Insisto en que era consciente de no haber hecho nada malo. Pero he visto a toda clase de sospechosos y toda clase de reacciones. Les sorprendería. Por ejemplo, cuando la policía tiene bajo custodia a alguien que considera un sospechoso razonable, a menudo lo deja horas encerrado en la sala de interrogatorios. Sería de esperar que los culpables se subieran por las paredes, pero en general sucede precisamente lo contrario. Son los inocentes los que se ponen más nerviosos y se angustian. No tienen ni idea de por qué están allí o de qué es lo que la policía cree erróneamente que han hecho. Los culpables a menudo se duermen.
Salimos fuera. El sol caía de lleno. El alto entornó los ojos y levantó una mano a modo de pantalla. Ladrillo no pensaba dar esa satisfacción a nadie.
– Soy el detective Tucker York -dijo el alto. Sacó la placa y después señaló a Ladrillo-. Él es el detective Don Dillon.
Dillon también sacó su identificación. Me las mostraron. No sé por qué lo hacen. ¿Cuánto puede costar conseguir identificaciones falsas?
– ¿En qué puedo ayudarles? -pregunté.
– ¿Le importaría decirnos dónde estuvo anoche? -preguntó York.

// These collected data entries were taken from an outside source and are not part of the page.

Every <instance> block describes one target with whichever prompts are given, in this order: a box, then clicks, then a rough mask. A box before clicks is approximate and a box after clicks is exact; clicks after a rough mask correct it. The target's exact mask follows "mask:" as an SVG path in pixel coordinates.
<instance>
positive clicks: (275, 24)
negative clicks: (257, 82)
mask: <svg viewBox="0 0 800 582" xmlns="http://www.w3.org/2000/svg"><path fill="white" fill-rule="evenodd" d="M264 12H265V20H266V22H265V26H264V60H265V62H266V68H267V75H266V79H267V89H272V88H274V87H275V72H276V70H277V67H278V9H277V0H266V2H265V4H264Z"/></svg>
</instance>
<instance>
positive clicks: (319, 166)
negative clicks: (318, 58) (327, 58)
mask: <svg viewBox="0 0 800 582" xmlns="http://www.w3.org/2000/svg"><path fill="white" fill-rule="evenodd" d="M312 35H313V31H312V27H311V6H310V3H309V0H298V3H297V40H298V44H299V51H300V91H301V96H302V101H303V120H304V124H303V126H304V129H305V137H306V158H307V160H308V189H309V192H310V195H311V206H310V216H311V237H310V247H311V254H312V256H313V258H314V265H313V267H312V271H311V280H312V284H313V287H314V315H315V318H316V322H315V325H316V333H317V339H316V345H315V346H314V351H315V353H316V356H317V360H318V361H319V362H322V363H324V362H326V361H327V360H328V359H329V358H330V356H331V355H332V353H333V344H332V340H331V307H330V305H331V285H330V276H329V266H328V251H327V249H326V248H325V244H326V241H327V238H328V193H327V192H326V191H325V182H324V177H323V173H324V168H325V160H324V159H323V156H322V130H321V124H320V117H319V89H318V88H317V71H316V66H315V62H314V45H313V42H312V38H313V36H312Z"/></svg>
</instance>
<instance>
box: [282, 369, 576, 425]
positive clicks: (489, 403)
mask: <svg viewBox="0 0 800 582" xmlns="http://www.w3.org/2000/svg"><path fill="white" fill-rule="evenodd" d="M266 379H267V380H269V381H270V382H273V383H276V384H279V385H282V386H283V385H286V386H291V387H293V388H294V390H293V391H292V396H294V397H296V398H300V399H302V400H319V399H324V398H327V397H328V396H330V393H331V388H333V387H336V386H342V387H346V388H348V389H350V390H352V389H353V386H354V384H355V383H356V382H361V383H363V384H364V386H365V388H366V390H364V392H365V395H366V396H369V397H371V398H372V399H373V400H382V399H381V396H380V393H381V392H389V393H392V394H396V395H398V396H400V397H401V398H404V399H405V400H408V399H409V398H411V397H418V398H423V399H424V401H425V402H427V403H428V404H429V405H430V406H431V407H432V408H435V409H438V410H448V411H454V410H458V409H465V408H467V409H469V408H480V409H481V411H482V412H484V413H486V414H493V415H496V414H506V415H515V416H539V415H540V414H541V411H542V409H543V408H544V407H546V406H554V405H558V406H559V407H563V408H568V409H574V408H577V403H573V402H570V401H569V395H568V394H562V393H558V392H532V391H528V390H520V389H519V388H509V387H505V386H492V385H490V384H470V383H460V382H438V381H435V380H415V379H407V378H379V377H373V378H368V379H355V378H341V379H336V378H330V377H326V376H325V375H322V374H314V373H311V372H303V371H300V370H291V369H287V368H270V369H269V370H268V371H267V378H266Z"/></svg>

Ante una pregunta como ésta deberían haber sonado las sirenas. Debería haberles recordado inmediatamente quién era yo y que no respondería a ninguna pregunta sin un abogado presente. Pero yo soy abogado. Un abogado muy bueno. Y evidentemente, eso hace que te vuelvas más estúpido cuando te representas a ti mismo. También era humano. Cuando la policía te acosa, lo sé por experiencia, tu reacción es desear complacerlos. No lo puedes evitar.